Editorial: Enact controls — now
Thursday, Feb. 26, 2004 | 8:58 a.m.
A lot has been written about acid rain and how it has contaminated buildings, lakes, streams and forests. Emissions from fossil-fueled power plants contain pollutants that are carried hundreds of miles by the wind. Although they can be widely distributed in dry form as well, the pollutants are most commonly known for combining with moisture and being distributed randomly by fog, snow and rain. Over time, if not controlled, this increased acidity causes fish to die, soils and trees to become damaged and human health to be harmed. Pollution controls were the only answer to acid rain. What has not been so widely reported is that mercury -- especially harmful to children and fetuses -- is also dispersed into the atmosphere from power plants and travels throughout the country in the same way.
Mercury poisoning can result in memory and vision loss, poor attention spans, learning problems and physical impairment. The Environmental Protection Agency estimates that one of every six American women of childbearing age have unsafe levels of mercury in their blood. The EPA also says as many as 630,000 children may be born each year with too much mercury in their blood. The Bush administration has strongly cautioned women and children against eating mercury-contaminated fish.

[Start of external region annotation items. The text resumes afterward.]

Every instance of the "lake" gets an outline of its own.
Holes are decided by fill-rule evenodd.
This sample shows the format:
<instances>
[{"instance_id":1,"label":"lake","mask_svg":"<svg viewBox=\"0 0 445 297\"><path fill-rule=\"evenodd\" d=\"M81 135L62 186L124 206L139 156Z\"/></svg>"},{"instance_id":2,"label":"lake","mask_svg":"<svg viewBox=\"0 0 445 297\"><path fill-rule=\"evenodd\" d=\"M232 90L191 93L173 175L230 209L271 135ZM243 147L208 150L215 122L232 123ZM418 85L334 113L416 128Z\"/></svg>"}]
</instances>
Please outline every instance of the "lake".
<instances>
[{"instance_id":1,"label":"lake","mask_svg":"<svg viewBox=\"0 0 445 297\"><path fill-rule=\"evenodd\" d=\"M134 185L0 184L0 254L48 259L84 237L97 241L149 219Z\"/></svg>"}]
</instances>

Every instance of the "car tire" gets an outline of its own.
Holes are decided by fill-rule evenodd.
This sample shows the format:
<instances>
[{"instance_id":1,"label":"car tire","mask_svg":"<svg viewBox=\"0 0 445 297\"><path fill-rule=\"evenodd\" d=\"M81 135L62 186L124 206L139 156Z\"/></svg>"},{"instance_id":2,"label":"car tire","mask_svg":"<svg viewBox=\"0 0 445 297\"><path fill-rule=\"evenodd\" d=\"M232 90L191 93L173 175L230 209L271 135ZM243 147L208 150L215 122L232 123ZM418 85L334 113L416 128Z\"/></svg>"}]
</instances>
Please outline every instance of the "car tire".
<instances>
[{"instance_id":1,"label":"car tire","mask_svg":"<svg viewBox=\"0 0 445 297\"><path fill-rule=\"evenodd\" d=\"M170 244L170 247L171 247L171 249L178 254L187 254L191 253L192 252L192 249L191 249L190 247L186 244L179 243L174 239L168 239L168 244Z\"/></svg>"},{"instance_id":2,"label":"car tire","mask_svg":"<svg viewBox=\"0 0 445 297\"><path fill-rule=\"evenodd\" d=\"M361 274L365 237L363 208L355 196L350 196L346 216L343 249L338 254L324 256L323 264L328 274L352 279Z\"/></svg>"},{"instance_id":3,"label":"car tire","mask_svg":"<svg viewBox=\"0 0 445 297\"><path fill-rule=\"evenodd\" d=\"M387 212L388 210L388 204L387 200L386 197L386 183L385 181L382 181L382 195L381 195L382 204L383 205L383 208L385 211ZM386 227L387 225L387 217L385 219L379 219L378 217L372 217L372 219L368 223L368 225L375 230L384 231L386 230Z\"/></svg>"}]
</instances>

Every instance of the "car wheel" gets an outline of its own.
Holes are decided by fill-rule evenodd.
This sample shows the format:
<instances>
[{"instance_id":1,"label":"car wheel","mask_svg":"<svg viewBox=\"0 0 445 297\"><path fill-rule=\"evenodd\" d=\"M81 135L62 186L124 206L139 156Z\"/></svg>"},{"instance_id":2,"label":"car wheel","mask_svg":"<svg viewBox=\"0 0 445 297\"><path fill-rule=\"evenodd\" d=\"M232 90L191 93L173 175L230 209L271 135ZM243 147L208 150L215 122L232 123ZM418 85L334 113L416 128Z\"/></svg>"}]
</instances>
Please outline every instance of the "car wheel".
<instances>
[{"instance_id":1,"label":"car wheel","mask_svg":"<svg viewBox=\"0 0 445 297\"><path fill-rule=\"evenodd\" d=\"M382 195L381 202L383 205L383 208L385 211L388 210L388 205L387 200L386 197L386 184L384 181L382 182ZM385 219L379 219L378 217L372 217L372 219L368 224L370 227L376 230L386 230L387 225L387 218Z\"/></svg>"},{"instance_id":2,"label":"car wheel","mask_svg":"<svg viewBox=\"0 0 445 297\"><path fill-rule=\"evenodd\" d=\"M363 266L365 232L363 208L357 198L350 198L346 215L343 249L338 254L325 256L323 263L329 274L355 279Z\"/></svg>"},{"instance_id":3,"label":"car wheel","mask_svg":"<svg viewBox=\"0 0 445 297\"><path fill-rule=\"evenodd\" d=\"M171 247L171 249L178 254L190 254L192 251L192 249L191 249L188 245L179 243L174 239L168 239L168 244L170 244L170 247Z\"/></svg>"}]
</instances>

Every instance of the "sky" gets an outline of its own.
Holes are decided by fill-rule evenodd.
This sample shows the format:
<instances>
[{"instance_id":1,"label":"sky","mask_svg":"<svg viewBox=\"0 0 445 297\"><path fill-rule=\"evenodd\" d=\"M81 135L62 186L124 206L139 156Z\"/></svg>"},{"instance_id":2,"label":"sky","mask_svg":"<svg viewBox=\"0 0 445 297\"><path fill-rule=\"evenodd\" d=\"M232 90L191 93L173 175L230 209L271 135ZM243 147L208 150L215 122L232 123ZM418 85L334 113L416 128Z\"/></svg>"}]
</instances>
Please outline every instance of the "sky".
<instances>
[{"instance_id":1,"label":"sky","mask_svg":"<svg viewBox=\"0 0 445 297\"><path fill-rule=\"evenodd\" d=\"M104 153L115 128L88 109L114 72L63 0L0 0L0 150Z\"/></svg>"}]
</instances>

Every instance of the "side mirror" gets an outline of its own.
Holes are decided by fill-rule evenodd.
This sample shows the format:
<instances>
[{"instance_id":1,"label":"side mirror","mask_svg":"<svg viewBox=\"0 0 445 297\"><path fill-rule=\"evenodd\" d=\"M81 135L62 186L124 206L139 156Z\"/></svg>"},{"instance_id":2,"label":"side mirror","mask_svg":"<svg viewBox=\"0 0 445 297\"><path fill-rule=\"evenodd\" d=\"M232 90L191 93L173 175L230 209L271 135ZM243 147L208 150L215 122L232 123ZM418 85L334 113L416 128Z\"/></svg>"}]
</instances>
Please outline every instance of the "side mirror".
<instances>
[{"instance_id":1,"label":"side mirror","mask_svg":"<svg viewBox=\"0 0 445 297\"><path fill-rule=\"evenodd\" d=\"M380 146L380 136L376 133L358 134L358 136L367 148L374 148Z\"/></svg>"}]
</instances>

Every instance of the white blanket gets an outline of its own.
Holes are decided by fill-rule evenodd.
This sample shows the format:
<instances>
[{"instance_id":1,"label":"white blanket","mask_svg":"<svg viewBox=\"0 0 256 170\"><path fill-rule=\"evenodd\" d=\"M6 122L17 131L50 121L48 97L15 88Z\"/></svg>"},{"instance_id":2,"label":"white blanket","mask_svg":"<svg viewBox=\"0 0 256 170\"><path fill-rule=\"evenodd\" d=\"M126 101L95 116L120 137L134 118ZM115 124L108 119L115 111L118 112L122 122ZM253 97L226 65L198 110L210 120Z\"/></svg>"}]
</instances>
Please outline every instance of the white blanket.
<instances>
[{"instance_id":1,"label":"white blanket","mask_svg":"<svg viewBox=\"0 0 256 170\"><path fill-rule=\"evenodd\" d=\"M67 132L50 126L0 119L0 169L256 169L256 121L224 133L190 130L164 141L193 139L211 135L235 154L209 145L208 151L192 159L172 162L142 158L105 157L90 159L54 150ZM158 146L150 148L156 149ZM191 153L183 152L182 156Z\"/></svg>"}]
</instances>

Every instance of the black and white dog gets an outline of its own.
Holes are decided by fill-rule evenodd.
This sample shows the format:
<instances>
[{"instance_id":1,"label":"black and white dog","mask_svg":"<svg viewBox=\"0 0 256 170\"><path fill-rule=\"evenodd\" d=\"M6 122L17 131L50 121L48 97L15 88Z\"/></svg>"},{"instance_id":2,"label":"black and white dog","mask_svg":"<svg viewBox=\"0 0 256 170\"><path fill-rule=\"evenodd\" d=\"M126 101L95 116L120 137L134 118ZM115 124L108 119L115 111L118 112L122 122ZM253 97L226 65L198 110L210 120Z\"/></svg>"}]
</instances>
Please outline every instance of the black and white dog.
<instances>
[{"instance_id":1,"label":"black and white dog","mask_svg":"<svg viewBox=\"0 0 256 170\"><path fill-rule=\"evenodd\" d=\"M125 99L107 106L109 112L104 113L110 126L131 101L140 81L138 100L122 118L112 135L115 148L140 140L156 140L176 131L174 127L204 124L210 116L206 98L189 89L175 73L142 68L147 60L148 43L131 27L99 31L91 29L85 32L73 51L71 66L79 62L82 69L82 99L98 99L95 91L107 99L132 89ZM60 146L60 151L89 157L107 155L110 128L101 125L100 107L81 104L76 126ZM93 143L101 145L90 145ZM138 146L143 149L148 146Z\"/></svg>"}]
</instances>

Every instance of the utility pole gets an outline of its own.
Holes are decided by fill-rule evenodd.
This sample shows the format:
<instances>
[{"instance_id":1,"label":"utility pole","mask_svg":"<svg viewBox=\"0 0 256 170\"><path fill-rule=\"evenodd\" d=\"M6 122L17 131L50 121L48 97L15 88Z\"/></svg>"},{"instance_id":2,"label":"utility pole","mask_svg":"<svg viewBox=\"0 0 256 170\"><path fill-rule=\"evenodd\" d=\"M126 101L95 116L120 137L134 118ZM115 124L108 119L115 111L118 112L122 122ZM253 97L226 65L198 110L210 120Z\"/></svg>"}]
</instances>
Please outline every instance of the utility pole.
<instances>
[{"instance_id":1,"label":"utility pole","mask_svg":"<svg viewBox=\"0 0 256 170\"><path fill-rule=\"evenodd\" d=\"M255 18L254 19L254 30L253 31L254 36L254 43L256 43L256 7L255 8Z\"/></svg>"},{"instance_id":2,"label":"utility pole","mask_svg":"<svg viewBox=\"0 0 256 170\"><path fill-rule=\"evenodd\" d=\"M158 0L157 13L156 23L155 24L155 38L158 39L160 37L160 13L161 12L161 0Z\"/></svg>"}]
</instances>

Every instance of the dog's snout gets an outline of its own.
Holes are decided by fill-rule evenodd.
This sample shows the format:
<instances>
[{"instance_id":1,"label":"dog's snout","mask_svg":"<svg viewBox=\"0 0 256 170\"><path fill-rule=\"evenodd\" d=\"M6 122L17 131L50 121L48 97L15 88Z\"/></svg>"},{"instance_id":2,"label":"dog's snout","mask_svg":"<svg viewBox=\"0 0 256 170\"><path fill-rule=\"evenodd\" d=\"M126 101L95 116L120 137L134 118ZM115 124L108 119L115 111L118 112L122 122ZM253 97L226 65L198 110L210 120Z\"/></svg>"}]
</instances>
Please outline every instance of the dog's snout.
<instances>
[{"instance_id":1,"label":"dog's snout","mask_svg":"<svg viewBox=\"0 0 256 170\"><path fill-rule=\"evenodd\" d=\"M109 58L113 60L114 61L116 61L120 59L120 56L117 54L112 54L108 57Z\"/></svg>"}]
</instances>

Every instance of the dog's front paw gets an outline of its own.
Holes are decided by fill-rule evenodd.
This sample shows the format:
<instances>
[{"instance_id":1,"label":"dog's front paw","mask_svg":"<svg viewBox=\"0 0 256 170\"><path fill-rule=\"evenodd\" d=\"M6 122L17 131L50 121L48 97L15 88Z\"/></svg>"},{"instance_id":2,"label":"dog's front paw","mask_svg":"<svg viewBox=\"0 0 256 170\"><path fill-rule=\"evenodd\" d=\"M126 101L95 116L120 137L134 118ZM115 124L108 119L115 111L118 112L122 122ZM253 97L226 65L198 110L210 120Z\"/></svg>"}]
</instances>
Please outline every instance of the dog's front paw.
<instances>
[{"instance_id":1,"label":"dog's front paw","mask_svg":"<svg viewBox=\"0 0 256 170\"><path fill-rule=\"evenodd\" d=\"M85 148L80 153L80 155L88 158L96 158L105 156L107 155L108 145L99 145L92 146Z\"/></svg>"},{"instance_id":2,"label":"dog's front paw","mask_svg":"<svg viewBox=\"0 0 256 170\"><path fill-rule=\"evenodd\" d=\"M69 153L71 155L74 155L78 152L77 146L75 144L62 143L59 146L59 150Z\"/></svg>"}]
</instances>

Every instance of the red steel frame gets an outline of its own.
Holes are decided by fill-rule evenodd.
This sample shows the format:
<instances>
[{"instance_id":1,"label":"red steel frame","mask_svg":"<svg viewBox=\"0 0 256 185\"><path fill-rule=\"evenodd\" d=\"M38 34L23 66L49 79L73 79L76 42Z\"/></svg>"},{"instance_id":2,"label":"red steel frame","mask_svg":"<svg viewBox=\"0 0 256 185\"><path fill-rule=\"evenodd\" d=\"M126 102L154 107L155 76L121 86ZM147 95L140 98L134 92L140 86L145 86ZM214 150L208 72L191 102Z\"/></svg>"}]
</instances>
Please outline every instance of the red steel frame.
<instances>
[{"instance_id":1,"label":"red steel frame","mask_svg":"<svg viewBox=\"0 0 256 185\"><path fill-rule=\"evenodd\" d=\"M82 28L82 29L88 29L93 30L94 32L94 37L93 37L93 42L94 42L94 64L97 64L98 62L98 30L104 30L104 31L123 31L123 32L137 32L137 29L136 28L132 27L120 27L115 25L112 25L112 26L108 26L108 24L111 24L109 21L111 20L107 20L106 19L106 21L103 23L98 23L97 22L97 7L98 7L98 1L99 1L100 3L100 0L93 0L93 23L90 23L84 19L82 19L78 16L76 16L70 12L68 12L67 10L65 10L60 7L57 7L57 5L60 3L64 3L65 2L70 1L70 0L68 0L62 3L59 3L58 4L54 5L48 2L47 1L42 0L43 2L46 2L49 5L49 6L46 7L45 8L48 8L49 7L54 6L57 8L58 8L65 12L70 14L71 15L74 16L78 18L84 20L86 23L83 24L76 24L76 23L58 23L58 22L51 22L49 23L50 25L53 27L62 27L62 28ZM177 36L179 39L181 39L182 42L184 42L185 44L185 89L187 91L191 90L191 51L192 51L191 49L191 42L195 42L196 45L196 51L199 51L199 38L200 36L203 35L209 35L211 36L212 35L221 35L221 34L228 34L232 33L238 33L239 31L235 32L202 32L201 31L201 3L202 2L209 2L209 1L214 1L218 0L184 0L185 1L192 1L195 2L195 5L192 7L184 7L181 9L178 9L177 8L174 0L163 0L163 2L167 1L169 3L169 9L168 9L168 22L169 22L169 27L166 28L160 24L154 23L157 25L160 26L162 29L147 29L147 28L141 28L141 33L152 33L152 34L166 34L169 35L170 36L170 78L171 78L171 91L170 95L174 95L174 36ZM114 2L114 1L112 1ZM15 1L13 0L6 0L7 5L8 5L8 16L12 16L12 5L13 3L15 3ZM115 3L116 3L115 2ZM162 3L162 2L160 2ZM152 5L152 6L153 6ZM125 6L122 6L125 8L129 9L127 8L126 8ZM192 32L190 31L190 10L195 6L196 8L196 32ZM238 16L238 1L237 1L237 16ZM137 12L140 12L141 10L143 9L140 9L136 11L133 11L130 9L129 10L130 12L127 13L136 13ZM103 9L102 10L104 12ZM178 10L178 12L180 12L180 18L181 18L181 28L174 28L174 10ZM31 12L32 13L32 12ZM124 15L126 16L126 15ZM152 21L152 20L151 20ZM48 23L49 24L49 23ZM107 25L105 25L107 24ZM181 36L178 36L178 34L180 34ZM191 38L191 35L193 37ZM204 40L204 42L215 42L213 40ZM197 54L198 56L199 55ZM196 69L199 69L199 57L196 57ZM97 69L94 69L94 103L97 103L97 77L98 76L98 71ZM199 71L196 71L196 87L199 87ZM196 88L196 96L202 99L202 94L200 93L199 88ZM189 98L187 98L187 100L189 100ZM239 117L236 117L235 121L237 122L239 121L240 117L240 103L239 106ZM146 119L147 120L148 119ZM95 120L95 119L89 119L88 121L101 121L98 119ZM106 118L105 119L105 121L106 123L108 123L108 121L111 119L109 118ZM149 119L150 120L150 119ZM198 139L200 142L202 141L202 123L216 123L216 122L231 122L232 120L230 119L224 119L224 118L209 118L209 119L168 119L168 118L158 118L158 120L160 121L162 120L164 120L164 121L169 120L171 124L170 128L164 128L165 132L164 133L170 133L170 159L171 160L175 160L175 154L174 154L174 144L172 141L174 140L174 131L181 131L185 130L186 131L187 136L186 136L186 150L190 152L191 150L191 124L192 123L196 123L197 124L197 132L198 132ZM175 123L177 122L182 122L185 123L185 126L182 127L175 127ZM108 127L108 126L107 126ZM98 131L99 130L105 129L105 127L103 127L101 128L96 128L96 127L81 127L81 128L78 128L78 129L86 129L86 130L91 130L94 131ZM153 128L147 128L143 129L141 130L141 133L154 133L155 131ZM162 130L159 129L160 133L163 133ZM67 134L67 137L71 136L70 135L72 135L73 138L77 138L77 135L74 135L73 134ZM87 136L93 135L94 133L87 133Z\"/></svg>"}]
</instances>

Yet this same administration is proposing that mercury be regulated as a "nontoxic pollutant," meaning that far less stringent standards for control would be imposed on power plants. The EPA had been on a course that would have required power plants to cut mercury emissions by 90 percent by 2008. The Bush administration, however, wants to give power plants until at least 2018 to install state-of-the-art control technology. Mercury contamination, like acid rain, can be lessened only through pollution controls. The Bush administration should allow the EPA to stay on its original course.